Sous le bitume, la terre !
Selon nos observations et une études des plans des parkings, nous avons pu comprendre que certains terrains en pleine terre étaient intégralement couverte par du bitûme (voir zone recouverte sur le plan ci-dessous). Nous pensons que lorsqu’il y a si peu d’espace en pleine terre sur un site, il faut les préserver et en tirer tous leurs avantages.
L’intersectionnalité: une clé de lecture du territoire
La relation entre inégalités et espace urbain est une dynamique intéressante à analyser. Tout d’abord, la rue est trop souvent un lieu où les inégalités de genres et les violences sexistes s’exercent : sifflements, agressions verbales et physique, viols... Dans le quartier Villette-Quatre Chemins comme dans nombres de quartiers populaires, la rue est principalement occupée par des hommes. Les terrasses de café, les pieds des immeubles, les bancs publics, etc.  Mais si l’on dénonce les inégalités de genre dans l’occupation de l’espace public, il faut impérativement s’intéresser aux raisons qui poussent ces hommes à occuper ainsi la rue.
En effet, les quartiers plus privilégiés ne sont en aucun cas exemptés des inégalités de genres, elles sont peut-être simplement moins visibles dans l’espace public. Claire Hancock l’explique : 
« Si on souhaite vraiment analyser la dimension genrée des usages de l’espace public, alors il faudrait en outre poser la question des causes de l’immobilité relative des jeunes gens et des hommes de ces quartiers, assignés à l’espace de la proximité par leur situation de sous-emploi, le manque d’accès à d’autres espaces de sociabilité, et les violences auxquelles ils sont exposés hors de leur quartier. » (« La ville, les espaces publics... et les femmes »*
En effet, les personnes les plus précaires font souvent de la rue un lieu de vie et de sociabilité, par manque d’espace dans le logement pour le faire. Parfois, des situations de précarité encore plus forte les contraignent à y vivre et à y dormir.

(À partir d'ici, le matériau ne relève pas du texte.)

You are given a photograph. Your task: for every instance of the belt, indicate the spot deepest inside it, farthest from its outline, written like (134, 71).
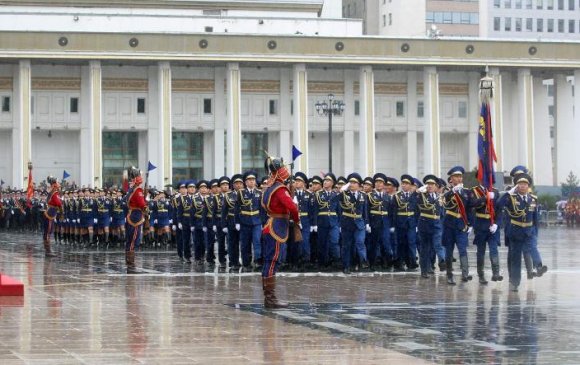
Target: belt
(407, 214)
(430, 216)
(245, 212)
(379, 212)
(522, 224)
(353, 216)
(454, 214)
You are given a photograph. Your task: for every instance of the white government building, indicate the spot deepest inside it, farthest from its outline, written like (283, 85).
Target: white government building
(201, 88)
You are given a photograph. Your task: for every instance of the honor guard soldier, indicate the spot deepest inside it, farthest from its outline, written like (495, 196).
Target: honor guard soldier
(223, 184)
(278, 204)
(248, 213)
(54, 205)
(136, 205)
(522, 209)
(456, 226)
(404, 208)
(379, 240)
(429, 223)
(230, 221)
(485, 224)
(353, 222)
(325, 222)
(198, 225)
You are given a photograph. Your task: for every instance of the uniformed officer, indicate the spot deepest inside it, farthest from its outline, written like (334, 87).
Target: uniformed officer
(522, 208)
(353, 222)
(456, 226)
(248, 213)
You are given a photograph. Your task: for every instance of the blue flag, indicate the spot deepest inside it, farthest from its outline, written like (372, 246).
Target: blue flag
(295, 153)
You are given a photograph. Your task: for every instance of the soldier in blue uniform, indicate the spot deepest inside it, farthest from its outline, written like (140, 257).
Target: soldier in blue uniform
(353, 222)
(486, 231)
(325, 222)
(230, 224)
(456, 226)
(522, 208)
(429, 223)
(249, 217)
(404, 208)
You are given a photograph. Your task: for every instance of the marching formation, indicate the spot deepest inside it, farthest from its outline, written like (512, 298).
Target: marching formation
(347, 224)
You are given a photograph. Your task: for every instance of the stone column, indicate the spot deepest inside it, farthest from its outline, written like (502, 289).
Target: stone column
(367, 164)
(300, 130)
(91, 124)
(431, 137)
(234, 127)
(21, 136)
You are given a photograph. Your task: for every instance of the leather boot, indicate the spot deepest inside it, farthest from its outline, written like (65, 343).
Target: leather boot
(464, 263)
(47, 250)
(480, 272)
(529, 266)
(449, 268)
(270, 300)
(495, 269)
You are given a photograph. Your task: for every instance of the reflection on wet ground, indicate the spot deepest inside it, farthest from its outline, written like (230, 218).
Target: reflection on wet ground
(80, 307)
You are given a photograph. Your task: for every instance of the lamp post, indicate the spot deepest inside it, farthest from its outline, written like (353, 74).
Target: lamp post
(329, 107)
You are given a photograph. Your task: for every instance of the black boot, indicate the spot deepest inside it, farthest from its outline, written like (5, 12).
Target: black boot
(480, 272)
(495, 269)
(464, 263)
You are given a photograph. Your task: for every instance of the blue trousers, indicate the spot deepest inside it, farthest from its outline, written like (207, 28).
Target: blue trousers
(492, 240)
(328, 244)
(250, 237)
(353, 240)
(454, 237)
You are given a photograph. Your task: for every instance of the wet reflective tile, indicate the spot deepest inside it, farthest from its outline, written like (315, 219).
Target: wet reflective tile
(81, 307)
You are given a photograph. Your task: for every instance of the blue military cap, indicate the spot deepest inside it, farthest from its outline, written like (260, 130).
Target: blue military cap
(330, 176)
(237, 178)
(523, 177)
(456, 170)
(519, 169)
(301, 176)
(224, 180)
(316, 180)
(368, 180)
(379, 176)
(354, 177)
(407, 178)
(393, 181)
(250, 175)
(431, 179)
(201, 183)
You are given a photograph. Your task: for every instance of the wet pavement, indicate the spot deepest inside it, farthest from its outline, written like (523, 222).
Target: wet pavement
(81, 308)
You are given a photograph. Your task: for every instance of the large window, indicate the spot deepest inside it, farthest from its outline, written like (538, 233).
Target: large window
(187, 154)
(120, 150)
(253, 147)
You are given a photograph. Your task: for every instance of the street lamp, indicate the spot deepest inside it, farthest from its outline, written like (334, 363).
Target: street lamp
(329, 107)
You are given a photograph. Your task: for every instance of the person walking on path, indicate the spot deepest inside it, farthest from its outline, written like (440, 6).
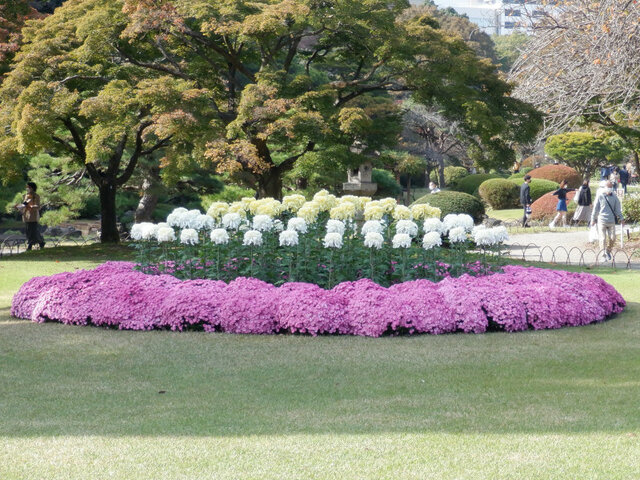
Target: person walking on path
(607, 211)
(583, 212)
(30, 209)
(624, 178)
(561, 208)
(525, 199)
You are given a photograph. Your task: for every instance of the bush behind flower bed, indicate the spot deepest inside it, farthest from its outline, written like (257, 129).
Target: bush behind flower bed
(115, 295)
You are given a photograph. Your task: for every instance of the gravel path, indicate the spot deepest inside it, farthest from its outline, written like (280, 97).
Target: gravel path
(568, 246)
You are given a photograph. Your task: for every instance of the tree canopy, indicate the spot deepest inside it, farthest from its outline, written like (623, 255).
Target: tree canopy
(581, 66)
(580, 150)
(248, 88)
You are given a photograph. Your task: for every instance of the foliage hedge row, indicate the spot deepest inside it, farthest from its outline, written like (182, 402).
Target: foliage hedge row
(454, 202)
(499, 193)
(557, 173)
(471, 183)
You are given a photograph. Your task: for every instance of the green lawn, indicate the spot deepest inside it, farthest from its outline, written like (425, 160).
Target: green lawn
(86, 403)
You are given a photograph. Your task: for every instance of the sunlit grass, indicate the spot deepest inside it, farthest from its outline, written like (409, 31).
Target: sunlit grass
(89, 403)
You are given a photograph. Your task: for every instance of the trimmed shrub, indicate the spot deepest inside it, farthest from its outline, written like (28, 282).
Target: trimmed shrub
(453, 175)
(537, 187)
(470, 183)
(454, 202)
(387, 185)
(499, 193)
(545, 207)
(631, 209)
(557, 173)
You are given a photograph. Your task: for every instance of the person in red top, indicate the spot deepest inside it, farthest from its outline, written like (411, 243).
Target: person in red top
(30, 209)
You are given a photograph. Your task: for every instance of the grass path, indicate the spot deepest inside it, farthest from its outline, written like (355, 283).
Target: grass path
(85, 403)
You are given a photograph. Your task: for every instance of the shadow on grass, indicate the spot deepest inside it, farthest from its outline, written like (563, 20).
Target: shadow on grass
(91, 252)
(69, 380)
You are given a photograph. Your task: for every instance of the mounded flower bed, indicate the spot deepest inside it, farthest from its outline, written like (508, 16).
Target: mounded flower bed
(116, 295)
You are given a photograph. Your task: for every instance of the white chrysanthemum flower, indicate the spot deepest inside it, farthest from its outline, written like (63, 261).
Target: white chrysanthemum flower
(332, 240)
(372, 226)
(373, 240)
(374, 211)
(298, 224)
(424, 211)
(457, 234)
(401, 240)
(292, 203)
(408, 227)
(433, 225)
(204, 222)
(219, 236)
(231, 221)
(189, 236)
(262, 223)
(288, 238)
(217, 209)
(335, 226)
(309, 211)
(431, 240)
(465, 221)
(165, 234)
(402, 213)
(252, 237)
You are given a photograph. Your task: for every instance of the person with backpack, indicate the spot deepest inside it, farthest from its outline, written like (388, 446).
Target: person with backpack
(607, 211)
(583, 198)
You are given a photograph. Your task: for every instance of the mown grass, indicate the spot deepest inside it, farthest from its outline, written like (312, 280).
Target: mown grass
(88, 403)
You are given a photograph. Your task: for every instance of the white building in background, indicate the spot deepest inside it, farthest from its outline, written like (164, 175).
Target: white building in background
(494, 16)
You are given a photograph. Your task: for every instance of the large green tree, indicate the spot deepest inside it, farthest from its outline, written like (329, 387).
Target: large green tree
(289, 77)
(580, 150)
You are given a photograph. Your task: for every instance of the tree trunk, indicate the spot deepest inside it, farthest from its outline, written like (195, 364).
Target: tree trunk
(270, 184)
(108, 221)
(149, 200)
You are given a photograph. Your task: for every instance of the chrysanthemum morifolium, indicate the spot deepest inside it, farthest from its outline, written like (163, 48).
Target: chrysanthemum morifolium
(189, 236)
(407, 226)
(431, 240)
(219, 236)
(298, 224)
(165, 234)
(231, 220)
(332, 240)
(288, 238)
(457, 235)
(252, 237)
(335, 226)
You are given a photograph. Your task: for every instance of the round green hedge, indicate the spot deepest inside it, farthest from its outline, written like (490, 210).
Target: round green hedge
(499, 193)
(537, 187)
(470, 183)
(454, 202)
(557, 173)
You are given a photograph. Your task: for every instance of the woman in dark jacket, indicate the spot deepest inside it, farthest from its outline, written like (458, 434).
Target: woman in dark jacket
(561, 193)
(583, 212)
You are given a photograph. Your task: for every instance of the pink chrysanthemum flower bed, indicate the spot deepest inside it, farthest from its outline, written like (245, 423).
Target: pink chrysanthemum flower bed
(520, 298)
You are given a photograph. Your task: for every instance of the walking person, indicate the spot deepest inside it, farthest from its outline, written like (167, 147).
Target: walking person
(607, 211)
(624, 178)
(525, 199)
(30, 209)
(561, 208)
(583, 212)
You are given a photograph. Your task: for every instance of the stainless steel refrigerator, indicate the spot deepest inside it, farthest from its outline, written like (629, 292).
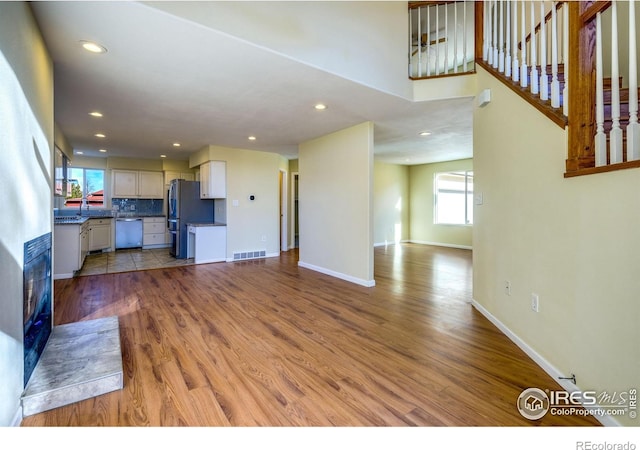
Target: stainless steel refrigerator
(185, 206)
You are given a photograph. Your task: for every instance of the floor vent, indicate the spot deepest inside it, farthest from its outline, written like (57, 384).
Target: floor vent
(239, 256)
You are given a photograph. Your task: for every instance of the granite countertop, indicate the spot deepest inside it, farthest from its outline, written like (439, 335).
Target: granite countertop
(207, 224)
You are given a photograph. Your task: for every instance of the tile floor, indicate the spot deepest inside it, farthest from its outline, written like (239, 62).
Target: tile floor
(126, 260)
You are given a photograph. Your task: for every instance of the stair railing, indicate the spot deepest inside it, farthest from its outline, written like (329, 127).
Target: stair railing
(441, 38)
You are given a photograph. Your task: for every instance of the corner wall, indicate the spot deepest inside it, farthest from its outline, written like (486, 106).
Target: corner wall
(26, 172)
(335, 192)
(574, 242)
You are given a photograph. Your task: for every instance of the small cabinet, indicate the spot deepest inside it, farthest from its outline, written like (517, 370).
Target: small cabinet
(213, 180)
(137, 184)
(99, 234)
(153, 229)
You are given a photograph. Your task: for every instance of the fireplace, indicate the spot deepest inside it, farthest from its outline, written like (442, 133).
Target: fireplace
(37, 300)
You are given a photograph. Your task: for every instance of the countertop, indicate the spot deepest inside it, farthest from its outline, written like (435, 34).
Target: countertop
(207, 224)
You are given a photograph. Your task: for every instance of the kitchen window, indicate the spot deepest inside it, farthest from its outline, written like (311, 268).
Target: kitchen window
(454, 198)
(85, 187)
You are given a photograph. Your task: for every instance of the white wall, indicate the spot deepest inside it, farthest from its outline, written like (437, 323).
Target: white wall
(371, 49)
(26, 115)
(335, 192)
(249, 172)
(574, 242)
(390, 203)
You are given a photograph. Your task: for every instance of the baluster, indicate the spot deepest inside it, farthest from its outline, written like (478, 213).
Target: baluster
(464, 38)
(446, 39)
(544, 78)
(615, 135)
(633, 129)
(419, 43)
(455, 37)
(555, 85)
(507, 63)
(516, 63)
(437, 61)
(523, 51)
(600, 138)
(565, 58)
(534, 62)
(501, 41)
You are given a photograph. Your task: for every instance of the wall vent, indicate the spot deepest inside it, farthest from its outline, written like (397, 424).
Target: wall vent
(240, 256)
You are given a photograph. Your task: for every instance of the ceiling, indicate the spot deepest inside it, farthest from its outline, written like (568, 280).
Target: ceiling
(165, 79)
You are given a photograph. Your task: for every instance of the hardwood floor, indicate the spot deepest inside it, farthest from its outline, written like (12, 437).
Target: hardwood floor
(266, 343)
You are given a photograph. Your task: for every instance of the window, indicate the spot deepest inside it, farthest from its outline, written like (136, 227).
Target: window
(454, 198)
(85, 184)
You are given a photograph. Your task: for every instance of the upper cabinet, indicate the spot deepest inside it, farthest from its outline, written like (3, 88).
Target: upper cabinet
(213, 179)
(137, 184)
(175, 175)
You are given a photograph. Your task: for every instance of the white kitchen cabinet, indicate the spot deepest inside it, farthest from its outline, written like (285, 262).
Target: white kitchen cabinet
(70, 248)
(213, 180)
(99, 234)
(137, 184)
(154, 232)
(175, 175)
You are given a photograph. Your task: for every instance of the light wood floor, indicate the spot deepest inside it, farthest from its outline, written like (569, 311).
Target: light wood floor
(268, 343)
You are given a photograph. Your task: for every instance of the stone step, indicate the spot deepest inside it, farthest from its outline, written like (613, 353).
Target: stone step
(81, 360)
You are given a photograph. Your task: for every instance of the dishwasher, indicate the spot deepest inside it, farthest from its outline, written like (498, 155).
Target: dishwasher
(128, 233)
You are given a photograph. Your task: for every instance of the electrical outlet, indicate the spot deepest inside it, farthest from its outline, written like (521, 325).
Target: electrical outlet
(535, 302)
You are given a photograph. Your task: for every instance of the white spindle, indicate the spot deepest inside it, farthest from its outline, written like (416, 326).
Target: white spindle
(633, 129)
(544, 78)
(565, 59)
(615, 135)
(419, 40)
(437, 62)
(464, 37)
(600, 138)
(507, 63)
(446, 37)
(523, 50)
(455, 37)
(555, 84)
(515, 62)
(501, 41)
(495, 35)
(534, 59)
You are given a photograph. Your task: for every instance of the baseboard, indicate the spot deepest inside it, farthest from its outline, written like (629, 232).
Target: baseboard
(17, 418)
(342, 276)
(545, 365)
(441, 244)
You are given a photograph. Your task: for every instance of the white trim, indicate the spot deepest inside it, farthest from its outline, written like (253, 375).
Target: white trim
(342, 276)
(441, 244)
(545, 365)
(17, 418)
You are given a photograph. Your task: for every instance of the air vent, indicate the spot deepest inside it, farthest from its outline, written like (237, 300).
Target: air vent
(240, 256)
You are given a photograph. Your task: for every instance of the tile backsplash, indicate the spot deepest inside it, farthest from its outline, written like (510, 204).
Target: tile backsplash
(137, 206)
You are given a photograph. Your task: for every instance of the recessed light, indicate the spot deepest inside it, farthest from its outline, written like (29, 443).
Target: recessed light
(93, 47)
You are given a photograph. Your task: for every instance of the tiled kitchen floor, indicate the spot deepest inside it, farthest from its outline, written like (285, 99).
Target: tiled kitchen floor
(126, 260)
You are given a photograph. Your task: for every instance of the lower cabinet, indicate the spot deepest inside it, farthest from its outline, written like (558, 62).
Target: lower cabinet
(99, 234)
(154, 232)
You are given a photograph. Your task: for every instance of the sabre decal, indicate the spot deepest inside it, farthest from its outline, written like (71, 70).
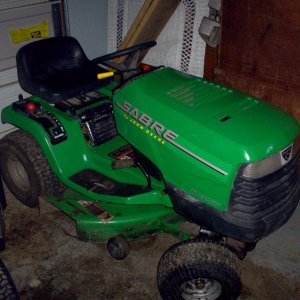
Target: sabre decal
(147, 121)
(160, 129)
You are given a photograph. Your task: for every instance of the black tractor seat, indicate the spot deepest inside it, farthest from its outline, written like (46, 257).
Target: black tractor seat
(57, 69)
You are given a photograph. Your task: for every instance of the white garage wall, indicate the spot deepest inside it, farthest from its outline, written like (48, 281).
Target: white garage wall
(177, 46)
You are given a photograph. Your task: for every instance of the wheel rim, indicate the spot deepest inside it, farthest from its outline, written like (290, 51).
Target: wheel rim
(201, 288)
(18, 173)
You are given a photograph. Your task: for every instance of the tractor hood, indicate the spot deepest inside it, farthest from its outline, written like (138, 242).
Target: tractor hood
(182, 122)
(208, 116)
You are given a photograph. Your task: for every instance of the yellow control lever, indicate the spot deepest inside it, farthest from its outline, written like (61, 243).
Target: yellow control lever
(105, 75)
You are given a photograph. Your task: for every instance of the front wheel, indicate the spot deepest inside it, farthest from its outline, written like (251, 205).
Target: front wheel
(198, 269)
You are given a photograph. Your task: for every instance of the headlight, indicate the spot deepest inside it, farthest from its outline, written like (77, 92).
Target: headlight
(271, 164)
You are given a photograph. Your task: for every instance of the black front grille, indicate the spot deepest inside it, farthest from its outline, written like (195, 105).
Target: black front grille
(265, 203)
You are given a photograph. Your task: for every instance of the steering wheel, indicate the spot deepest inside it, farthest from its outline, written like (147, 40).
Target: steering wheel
(130, 63)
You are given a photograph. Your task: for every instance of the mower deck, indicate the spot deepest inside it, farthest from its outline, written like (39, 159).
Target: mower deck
(97, 221)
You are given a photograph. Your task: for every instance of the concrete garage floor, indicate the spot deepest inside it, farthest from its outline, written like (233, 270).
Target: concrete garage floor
(47, 262)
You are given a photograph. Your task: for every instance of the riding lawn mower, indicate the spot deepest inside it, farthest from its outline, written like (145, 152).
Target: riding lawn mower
(129, 150)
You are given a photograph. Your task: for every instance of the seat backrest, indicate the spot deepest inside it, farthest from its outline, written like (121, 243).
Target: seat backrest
(56, 69)
(37, 60)
(34, 59)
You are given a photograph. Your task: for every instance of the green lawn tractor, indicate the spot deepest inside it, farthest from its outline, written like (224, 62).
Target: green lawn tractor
(128, 150)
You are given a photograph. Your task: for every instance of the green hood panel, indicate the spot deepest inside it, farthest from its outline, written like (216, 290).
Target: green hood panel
(181, 122)
(200, 111)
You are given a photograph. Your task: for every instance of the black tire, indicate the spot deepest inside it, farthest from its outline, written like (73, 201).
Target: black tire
(118, 247)
(25, 170)
(204, 269)
(2, 232)
(8, 290)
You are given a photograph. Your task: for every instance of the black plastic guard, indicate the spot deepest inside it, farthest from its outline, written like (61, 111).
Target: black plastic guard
(256, 207)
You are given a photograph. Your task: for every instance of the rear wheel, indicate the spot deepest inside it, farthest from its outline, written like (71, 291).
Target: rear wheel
(25, 169)
(198, 270)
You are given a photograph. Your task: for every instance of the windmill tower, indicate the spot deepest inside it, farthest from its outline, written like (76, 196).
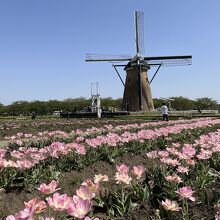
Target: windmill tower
(137, 91)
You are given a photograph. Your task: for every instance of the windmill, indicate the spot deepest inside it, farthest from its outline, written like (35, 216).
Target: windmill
(137, 91)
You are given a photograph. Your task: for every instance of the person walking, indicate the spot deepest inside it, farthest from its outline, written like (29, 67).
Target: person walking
(164, 111)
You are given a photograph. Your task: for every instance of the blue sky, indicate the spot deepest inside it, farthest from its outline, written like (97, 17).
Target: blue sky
(43, 45)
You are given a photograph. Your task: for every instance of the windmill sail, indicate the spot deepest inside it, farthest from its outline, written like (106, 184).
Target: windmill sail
(139, 32)
(169, 60)
(107, 58)
(137, 91)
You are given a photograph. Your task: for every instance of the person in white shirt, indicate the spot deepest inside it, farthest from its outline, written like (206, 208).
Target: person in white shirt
(164, 111)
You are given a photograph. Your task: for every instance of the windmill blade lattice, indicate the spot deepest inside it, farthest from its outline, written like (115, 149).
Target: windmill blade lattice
(139, 32)
(107, 58)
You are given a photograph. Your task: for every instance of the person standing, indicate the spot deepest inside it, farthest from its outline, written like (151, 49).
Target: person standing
(164, 111)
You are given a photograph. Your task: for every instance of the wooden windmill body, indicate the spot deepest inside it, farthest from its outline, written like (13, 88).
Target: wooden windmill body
(137, 91)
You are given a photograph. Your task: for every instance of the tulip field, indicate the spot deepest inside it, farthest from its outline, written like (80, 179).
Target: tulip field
(63, 169)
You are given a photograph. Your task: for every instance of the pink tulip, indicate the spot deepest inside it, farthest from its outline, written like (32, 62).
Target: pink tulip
(25, 214)
(181, 169)
(186, 193)
(122, 178)
(138, 171)
(84, 193)
(47, 218)
(88, 218)
(10, 217)
(59, 202)
(93, 187)
(171, 205)
(50, 188)
(122, 169)
(78, 207)
(173, 178)
(37, 205)
(100, 178)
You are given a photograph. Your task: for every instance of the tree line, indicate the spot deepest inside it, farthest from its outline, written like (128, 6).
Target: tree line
(76, 104)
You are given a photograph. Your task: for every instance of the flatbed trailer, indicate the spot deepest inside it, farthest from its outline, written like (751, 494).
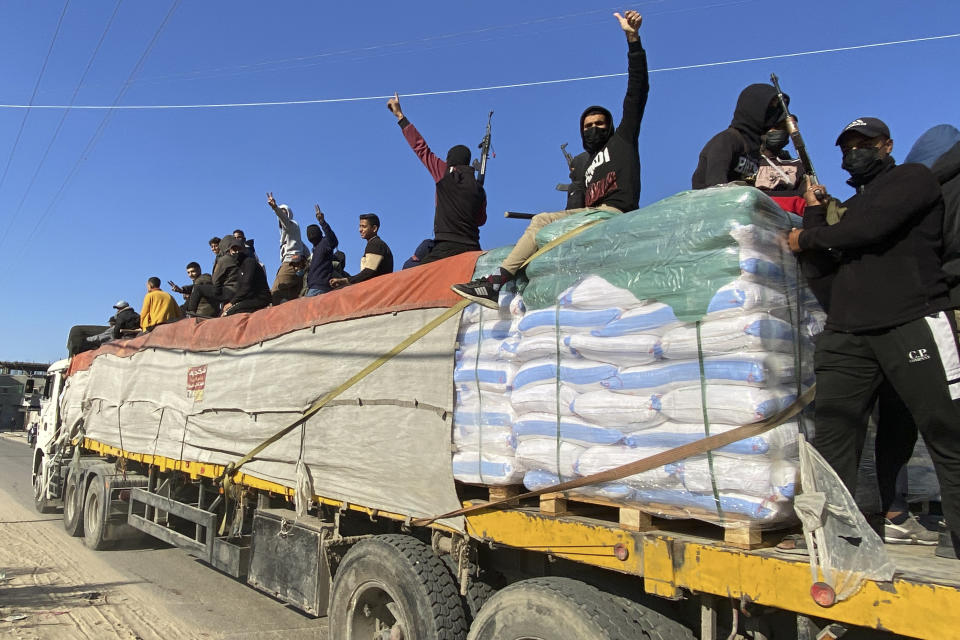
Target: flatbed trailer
(704, 584)
(554, 567)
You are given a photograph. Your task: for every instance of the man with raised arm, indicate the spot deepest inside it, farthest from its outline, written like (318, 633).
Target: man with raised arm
(293, 255)
(461, 203)
(611, 180)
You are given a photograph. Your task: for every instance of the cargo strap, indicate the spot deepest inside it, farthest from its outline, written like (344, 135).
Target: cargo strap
(233, 467)
(699, 447)
(227, 477)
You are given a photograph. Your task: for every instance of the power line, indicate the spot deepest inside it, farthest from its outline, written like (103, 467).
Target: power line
(56, 133)
(33, 96)
(514, 85)
(99, 131)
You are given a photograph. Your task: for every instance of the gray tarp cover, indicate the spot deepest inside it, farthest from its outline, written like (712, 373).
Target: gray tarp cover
(385, 443)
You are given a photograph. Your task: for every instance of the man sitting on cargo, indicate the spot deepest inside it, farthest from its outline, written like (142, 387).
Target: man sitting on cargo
(611, 179)
(205, 308)
(377, 258)
(226, 273)
(886, 311)
(461, 202)
(158, 306)
(252, 291)
(127, 321)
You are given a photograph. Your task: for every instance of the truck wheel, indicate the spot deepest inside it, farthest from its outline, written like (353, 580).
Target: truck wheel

D’autres facteurs spatiaux contribuent à un déséquilibre entre hommes et femmes. L’espace public est souvent conçu et réfléchi par des hommes et pour des hommes sans prendre en compte ces inégalités de genre. Cette conception genrée de la ville contribue à définir et à transformer les relations qui s’y déploient. Il a été prouvé que les femmes et les hommes ne se déplacent pas de la même manière en ville. Ils n’utilisent pas les mêmes lieux publics et ne sont pas exposés aux mêmes difficultés dans l’espace public.
Le quartier Villette - Quatre et l’espace public des dalles Villette et Felix Faure illustre ce phénomène: les trottoirs sont trop étroits et mal entretenus pour passer avec des caddies ou des poussettes, les rues sont mal éclairées donc insécurisantes, peu d’espaces   d’assises sont mis en place rendant difficile la surveillance des enfants, l’accompagnement des personnes agés (taches réalisées  dans 75% des cas par des femmes)...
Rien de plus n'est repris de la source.